The ministry said that the western-backed peace deal that ended the three-month-long protest was being "used as cover to promote a scenario of forced change of power in Ukraine".
It added that western powers were encouraging neo-Nazi and anti-Semitist manifestations and voiced concerns about possible human rights violations against ethnic Russians.
The Russian foreign ministry tweeted:
"We hear calls for putting a ban on the Russian language, eliminating parties and organisations, and closing dissenting mass media," the ministry added.
Prime minister Dmitry Medvedev also aired doubts on the legitimacy of Ukraine's new authorities, who have been recognised by western countries.
Medvedev described the recognition as an "aberration" and said that those now in power were guilty of an "armed mutiny" against Yanukovich.
The stark statements came after civic groups in Crimea, where Russia has a large naval base hosting some 25,000 troops, called for Russia to send in the military to protect them from an imminent "genocide".
The revolution has stirred up divisions between ethnic Russians, who live predominantly in eastern Ukraine and support the fugitive Yanukovich and ethnic Ukrainians, who led the protests that toppled him.
The strain is particularly strong in Crimea, the only region where ethnic Russians make up a majority of the population.
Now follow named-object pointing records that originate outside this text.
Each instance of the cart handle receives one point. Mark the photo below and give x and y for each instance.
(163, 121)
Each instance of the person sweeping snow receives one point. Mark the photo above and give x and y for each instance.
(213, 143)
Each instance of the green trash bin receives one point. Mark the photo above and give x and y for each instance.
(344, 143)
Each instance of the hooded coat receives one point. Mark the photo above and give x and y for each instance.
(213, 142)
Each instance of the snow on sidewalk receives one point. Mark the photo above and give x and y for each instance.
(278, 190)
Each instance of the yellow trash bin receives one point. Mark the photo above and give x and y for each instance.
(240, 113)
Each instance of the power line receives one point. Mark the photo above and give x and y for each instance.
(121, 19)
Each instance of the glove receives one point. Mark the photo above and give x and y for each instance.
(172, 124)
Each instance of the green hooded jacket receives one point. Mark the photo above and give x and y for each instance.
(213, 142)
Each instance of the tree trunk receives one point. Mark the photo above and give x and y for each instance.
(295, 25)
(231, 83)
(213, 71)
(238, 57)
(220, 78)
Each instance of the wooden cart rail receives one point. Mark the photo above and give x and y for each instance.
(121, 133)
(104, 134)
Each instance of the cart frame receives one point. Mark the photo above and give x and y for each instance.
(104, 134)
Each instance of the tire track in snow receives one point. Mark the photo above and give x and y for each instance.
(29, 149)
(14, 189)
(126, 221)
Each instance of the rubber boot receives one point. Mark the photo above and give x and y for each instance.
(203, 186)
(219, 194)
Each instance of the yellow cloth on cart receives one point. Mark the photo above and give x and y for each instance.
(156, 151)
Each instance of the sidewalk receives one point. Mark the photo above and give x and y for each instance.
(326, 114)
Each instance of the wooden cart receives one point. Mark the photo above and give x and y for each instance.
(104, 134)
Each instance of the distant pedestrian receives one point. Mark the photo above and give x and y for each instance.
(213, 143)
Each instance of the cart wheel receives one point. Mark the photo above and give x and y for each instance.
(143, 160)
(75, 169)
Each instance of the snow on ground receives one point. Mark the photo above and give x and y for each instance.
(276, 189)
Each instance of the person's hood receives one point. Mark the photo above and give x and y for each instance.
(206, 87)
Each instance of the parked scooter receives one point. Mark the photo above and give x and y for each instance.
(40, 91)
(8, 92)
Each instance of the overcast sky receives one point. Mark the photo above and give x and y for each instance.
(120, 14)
In the regional capital of Simferopol, hundreds of people answered a call to defend the region and signed up for an ad hoc militia to fight back at revolutionaries.
Squads of riot police from the elite Berkut ["Golden Eagle"] special forces unit, who are accused of killing tens of protesters, were met in the streets by cheering crowds and hailed as heroes, as they returned to their Crimean homes.
Last week a senior Russian government official told the Financial Times that the Kremlin was ready to fight a war over Crimea.
"If Ukraine breaks apart, it will trigger a war," the unnamed official told the newspaper.
"They will lose Crimea first [because] we will go in and protect [it], just as we did in Georgia," the official continued.
In 2008 Russian President Vladimir Putin ordered his troops to invade Georgia, claiming people in the breakaway region of South Ossetia were at risk of genocide, after Tbilisi launched a crackdown on separatists.
Moscow still has a strong military presence in the region, whose independence is recognised only by Russia, Nicaragua, Venezuela, Nauru and Tuvalu.
Over the weekend the US warned the Kremlin to keep out of Ukraine.
National security adviser Susan Rice told NBC that Russia would make a "grave mistake," if it was to deploy the military there.
"It's not in the interests of Ukrainia or of Russia or of Europe or the United States to see the country split," Rice said.
The warning was rebuffed by Moscow.
"We have seen the expert evaluations of Susan Rice, which are based on repeated US military interventions in multiple places around the world, especially where the US administration is of the opinion that the norms of Western democracy are in danger or ruling regimes begin too clearly 'to get out of hand'," a source at the Russian foreign ministry told Interfax news agency.
"We consider that the current presidential adviser will give this kind of advice about the error of using force to the US leadership in the event of a decision about a new intervention."
Analysts described the standoff as being reminiscent of the Cold War era.